Sounds rather profound.  It wasn't meant to be, but it's so true.  As I work with family histories I find stories we wish to remember and cherish, and ones we wish hadn't happened and would give just about anything to undo them.  But we can't!  Even as we try to forget those nightmares, they remain a part of us, either as a reoccurring pain or the basis for a better future.

The past is long, billions of years; the future is also long, maybe more billions of years.  My personal past is more like 80 years and my future far less than that.  The present is the shortest; one moment it's the future and the next it's the past.  The present is what we experience.  It's now.  Even as I write this, the word that I just wrote in the moment that I wrote it can never happen again.  It's the last time that moment will happen.  That's where the title "Last" was born.

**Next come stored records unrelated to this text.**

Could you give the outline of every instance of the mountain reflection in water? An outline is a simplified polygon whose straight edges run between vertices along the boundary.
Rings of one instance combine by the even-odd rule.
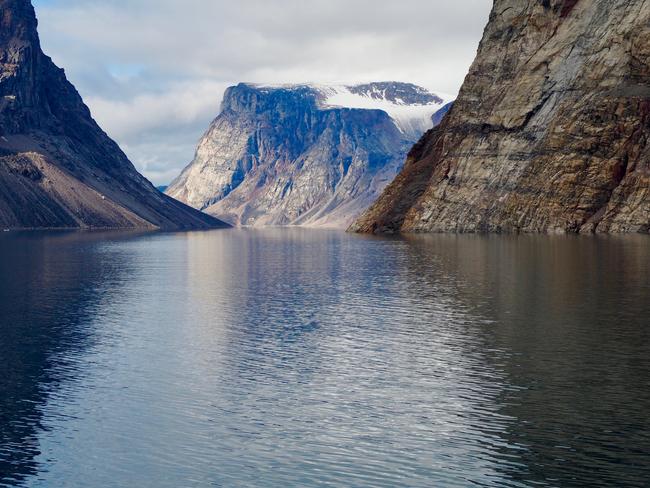
[[[650,241],[0,235],[0,486],[645,486]]]

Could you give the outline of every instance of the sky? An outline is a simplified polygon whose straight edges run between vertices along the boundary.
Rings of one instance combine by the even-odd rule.
[[[34,0],[41,43],[156,185],[240,82],[406,81],[456,94],[492,0]]]

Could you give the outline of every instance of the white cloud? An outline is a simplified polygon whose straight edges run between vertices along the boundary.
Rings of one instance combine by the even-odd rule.
[[[240,81],[400,80],[455,93],[491,4],[35,0],[44,50],[155,183],[192,158]]]
[[[100,125],[113,128],[113,137],[136,144],[143,132],[166,135],[170,124],[184,127],[197,118],[213,118],[226,88],[224,83],[192,80],[170,83],[162,93],[145,91],[124,100],[89,95],[85,100]]]

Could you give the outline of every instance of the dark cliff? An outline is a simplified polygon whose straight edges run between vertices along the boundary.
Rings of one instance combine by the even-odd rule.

A year and a half ago, I celebrated my 80th birthday for the last, and only, time.  About three years ago was the last time I talked to Ken, Gail's brother, and his wife Sally.  They both died this year.  The same is true for Tina's mother.  More recently, last week, a long time friend breathed his last.  It's hard to accept the reality that I will never again talk to any of these dear people again earth.

It may be the last, but it's not the end.  It's been said before, probably many times in many different ways, when one door closes another opens, or when something ends something else begins.  Hence, I will live today and each day as if it's your last time to connect to others.  Happy Holiday Season!!